The moment my mother spied my grandmother in hospice care, the day after my uncle had admitted the woman, she ran to hold her. It was something I had seldom seen my mother do: openly embrace anybody. It felt like a clip from a Chinese-language soap opera, one in which a character rushes to another's side.
Outward displays of affection had been rare in our house. Hugs and kisses were things other people traded. My mother demonstrated her love through food instead.
She treated scrapes my siblings and I got playing in the back yard with a little Bactine and a lot of candy. She marked our achievements with dumplings and broth. She greeted our returns from college with dishes we favored: braised eggplant, tofu and beef, vermicelli with egg and barbecued pork. She wasn't about big gestures but small everyday concerns. I realize this now.
"When am I going to get better?" my grandmother asked, her voice a soft but steady whisper. "I don't know when I am going to get better. Maybe this time I won't."
A friend told me once her heart grew three sizes the day her daughter was born; my heart broke into a hundred pieces that afternoon at the foot of my grandmother's bed.
My mother insisted that if my grandmother simply ate more, her health could improve. "If you don't have the nutrients," she reasoned, "how would you ever get well?"
I knew enough Cantonese to understand this exchange. From talks earlier with doctors and relatives, I also knew the truth: that no matter what or how much my grandmother did or did not eat, she wouldn't get better. The disease had taken a toll, wreaking havoc on her pancreas, stripping her body of the energy it required.
My mother punctuated her visits to the hospice with trips to Safeway or Trader Joe's nearby or to Chinatown, recognizing the severity of the situation, I'm sure, but needing still to collect ingredients for her own meals. In this way, she continued to live as my grandmother was about to die.
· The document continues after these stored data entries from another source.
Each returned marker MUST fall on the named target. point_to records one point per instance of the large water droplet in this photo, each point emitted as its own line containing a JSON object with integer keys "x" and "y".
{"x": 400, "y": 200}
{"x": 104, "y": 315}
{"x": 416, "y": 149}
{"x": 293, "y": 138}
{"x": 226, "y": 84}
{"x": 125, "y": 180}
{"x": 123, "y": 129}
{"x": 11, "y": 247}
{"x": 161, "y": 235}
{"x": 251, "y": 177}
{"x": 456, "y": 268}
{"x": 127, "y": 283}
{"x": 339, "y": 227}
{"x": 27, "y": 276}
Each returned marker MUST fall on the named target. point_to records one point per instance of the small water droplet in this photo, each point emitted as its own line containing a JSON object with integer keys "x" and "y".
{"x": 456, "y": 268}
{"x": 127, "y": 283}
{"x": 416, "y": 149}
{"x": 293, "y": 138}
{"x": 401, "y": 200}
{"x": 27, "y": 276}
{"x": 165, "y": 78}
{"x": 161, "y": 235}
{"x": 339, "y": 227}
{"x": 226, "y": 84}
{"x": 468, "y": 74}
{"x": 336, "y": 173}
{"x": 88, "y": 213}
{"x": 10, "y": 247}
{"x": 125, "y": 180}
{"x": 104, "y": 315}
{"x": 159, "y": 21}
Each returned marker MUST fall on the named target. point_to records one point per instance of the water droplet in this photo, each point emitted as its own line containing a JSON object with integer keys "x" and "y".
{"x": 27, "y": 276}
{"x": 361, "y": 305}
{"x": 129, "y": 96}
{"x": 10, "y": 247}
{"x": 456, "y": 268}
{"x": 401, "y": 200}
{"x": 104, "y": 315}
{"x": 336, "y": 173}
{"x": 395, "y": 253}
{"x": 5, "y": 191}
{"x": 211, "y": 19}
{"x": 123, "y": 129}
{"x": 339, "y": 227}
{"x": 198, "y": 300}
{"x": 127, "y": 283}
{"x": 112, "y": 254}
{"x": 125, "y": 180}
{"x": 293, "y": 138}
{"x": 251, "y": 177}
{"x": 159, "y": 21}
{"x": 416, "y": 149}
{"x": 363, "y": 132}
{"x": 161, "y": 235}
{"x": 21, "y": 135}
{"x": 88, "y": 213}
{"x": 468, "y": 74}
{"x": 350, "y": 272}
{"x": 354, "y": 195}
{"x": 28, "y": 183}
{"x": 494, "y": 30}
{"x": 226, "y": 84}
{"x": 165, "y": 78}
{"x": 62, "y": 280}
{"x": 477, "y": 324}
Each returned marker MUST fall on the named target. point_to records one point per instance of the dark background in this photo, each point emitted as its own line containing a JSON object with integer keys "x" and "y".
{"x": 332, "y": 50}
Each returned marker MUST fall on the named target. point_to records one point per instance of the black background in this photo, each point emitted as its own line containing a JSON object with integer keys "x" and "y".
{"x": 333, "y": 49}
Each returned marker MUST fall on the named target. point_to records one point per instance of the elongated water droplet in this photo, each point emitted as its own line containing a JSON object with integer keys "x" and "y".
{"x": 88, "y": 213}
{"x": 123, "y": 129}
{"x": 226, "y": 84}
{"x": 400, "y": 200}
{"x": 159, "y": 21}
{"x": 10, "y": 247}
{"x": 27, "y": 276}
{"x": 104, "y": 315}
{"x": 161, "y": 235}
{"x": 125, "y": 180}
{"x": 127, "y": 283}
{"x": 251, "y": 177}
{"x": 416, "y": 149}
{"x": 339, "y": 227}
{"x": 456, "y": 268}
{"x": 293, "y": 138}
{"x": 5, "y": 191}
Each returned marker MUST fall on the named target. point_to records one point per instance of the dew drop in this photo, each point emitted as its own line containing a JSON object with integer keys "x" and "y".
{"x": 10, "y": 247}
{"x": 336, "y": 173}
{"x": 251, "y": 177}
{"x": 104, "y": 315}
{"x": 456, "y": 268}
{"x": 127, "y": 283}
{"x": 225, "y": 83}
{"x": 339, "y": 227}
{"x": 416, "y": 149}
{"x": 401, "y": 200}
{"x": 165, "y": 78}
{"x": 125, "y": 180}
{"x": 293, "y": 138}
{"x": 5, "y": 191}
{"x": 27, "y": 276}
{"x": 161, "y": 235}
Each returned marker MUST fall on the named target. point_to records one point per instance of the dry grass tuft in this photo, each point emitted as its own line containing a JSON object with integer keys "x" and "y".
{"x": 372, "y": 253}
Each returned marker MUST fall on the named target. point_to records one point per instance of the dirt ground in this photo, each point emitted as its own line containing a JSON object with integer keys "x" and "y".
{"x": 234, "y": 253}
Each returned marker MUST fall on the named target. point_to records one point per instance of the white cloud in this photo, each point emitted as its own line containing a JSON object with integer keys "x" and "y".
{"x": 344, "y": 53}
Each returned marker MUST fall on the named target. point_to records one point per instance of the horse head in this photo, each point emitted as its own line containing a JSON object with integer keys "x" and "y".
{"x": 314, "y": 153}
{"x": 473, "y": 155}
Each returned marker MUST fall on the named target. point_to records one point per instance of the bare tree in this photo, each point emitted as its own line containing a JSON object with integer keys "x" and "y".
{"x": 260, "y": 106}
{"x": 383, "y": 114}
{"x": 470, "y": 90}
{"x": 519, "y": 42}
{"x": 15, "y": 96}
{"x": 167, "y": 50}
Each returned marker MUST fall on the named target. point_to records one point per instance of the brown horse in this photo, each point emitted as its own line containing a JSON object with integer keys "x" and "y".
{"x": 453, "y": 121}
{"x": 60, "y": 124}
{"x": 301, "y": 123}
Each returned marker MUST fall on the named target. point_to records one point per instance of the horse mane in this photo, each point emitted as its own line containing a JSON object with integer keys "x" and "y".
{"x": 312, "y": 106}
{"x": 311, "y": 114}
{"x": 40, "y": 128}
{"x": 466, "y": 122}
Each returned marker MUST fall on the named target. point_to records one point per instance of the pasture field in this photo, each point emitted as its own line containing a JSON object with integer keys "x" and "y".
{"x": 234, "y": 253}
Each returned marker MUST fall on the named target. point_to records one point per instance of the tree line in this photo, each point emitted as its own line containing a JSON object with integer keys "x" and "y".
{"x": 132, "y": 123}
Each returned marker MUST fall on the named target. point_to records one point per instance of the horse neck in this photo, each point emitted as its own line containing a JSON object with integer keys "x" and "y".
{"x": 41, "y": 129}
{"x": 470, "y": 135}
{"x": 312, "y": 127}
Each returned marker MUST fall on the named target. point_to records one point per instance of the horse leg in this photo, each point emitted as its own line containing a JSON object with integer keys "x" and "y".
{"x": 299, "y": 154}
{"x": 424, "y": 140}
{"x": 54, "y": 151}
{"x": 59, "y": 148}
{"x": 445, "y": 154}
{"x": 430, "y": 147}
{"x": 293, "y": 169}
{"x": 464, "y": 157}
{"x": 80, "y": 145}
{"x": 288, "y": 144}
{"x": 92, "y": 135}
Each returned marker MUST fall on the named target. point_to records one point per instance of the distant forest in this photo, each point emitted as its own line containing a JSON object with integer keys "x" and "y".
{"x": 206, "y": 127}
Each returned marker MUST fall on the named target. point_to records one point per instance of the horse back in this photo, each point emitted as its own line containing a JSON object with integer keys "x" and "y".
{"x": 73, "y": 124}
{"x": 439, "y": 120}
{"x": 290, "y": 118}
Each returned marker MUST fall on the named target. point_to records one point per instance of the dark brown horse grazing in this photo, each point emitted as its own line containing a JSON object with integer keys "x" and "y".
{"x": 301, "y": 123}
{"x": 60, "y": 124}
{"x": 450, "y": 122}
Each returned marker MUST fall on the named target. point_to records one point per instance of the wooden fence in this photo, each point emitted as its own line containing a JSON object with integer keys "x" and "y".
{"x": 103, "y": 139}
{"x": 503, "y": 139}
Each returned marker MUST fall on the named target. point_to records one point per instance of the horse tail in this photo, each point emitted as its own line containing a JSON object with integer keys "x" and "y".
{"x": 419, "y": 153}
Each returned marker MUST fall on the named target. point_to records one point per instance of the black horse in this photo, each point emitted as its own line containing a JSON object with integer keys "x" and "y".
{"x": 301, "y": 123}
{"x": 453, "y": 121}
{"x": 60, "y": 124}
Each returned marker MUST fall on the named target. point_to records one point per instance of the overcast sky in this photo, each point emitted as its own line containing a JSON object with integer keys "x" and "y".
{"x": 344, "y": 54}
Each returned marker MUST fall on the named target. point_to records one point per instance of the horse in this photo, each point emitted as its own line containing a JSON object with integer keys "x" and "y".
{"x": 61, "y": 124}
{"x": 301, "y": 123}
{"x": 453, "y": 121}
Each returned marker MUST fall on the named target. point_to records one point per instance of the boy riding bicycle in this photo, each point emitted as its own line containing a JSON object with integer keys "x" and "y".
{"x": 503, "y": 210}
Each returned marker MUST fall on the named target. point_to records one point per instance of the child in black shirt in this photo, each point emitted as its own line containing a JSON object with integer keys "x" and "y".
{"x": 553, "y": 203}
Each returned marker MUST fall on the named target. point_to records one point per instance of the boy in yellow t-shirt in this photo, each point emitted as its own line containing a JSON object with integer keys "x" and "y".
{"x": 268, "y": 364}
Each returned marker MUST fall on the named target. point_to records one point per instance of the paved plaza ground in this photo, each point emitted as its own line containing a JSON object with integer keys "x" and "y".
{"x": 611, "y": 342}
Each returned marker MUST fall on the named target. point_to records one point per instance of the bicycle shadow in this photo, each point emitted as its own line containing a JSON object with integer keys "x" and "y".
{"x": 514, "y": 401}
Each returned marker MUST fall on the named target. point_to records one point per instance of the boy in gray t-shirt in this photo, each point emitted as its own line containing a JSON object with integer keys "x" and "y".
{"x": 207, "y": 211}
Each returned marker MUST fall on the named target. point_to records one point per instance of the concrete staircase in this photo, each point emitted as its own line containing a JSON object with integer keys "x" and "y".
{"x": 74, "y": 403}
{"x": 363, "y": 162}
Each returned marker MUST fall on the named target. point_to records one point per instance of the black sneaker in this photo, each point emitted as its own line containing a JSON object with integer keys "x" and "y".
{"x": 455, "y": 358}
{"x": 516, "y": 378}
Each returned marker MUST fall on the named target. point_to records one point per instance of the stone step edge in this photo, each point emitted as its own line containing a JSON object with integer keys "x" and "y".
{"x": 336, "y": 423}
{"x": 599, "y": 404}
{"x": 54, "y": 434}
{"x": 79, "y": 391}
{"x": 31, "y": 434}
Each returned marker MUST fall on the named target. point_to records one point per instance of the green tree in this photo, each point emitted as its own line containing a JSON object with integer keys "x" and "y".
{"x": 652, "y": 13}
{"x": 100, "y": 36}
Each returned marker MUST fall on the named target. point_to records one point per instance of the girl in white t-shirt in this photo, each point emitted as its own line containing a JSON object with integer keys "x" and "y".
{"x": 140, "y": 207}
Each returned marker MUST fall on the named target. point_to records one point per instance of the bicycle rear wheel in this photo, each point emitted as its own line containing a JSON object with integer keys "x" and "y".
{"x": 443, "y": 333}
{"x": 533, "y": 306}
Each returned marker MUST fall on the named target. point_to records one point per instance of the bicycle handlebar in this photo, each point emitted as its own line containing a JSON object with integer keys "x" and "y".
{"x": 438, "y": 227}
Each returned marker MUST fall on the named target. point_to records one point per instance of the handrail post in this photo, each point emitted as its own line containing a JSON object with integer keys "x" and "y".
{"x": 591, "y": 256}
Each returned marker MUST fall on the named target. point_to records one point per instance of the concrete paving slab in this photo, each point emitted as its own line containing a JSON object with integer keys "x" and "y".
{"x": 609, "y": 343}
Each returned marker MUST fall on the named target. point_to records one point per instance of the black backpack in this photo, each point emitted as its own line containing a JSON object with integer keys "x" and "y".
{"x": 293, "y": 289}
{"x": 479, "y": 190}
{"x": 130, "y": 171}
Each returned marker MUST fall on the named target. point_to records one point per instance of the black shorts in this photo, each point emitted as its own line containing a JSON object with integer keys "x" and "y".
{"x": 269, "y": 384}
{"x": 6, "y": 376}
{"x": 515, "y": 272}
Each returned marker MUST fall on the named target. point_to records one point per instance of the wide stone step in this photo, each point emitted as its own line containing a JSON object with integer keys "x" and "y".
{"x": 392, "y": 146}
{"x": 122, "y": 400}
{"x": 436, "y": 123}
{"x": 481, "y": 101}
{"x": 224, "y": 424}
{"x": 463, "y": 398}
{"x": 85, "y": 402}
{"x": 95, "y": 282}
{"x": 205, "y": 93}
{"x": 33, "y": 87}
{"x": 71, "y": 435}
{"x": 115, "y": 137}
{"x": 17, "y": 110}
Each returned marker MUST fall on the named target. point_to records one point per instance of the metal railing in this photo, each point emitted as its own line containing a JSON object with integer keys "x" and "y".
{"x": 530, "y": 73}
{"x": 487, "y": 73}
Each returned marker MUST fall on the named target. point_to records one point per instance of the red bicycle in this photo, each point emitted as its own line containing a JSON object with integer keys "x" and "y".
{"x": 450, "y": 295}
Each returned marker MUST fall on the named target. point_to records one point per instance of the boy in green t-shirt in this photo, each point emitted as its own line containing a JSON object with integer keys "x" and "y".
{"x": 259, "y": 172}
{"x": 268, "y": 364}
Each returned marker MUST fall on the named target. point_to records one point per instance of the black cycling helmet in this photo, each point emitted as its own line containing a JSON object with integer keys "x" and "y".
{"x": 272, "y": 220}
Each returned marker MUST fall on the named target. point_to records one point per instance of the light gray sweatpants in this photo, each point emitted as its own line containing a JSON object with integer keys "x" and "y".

After all, my mother needed to pay attention to herself, too, did she not? She needed to look to the future and occasions she would inevitably get to spend with the rest of her family. Food— thinking about it, shopping for it, preparing it—provided a way for her to exert control over something when so much around her had been beyond her control. It was the happiness she allowed herself. In this backyard scrape, it was her candy.
The short market trips were also a way, I suppose, for her to fool death personally, to not let it follow her straight home from the hospice. She wanted to open and close car doors, enter and exit other buildings, walk up and down wide aisles, to ditch death randomly. She was superstitious like that.
In the months since my grandmother's death, my mother continues to cook. She shops for exceptional deals and brainstorms menu ideas. Her tears, however, no longer flavor the food.
She tells me about a visit with a friend to their neighborhood Lucky for 99-cent eggs. She wanted to limit herself to a couple of cartons. Her friend, however, dismissed the restraint.
"The people in the store know us," the woman said in Cantonese. "They see us all the time anyway. They know we're greedy. It doesn't matter how much we buy or don't buy." They shrugged, gathered four or five cartons each and headed to the register.
With joy I have not seen in a while, my mother tells me of the day she spent with a nephew from New Jersey. During a last-minute business trip to California, he made it a point to invite her out to eat. In San Francisco, they came across a Chinese buffet. Though inexpensive, the food they spotted on people's plates seemed unappealing.
He placed his hand on my mother's back and guided her away from the entrance of the restaurant. "The two of us," her nephew said, gently and genuinely, "let's go eat something better. You and I, we deserve something better." She agreed.
My mother tells me these stories, peppered with humor, irony, and insight, one night over dinner. I listen and laugh.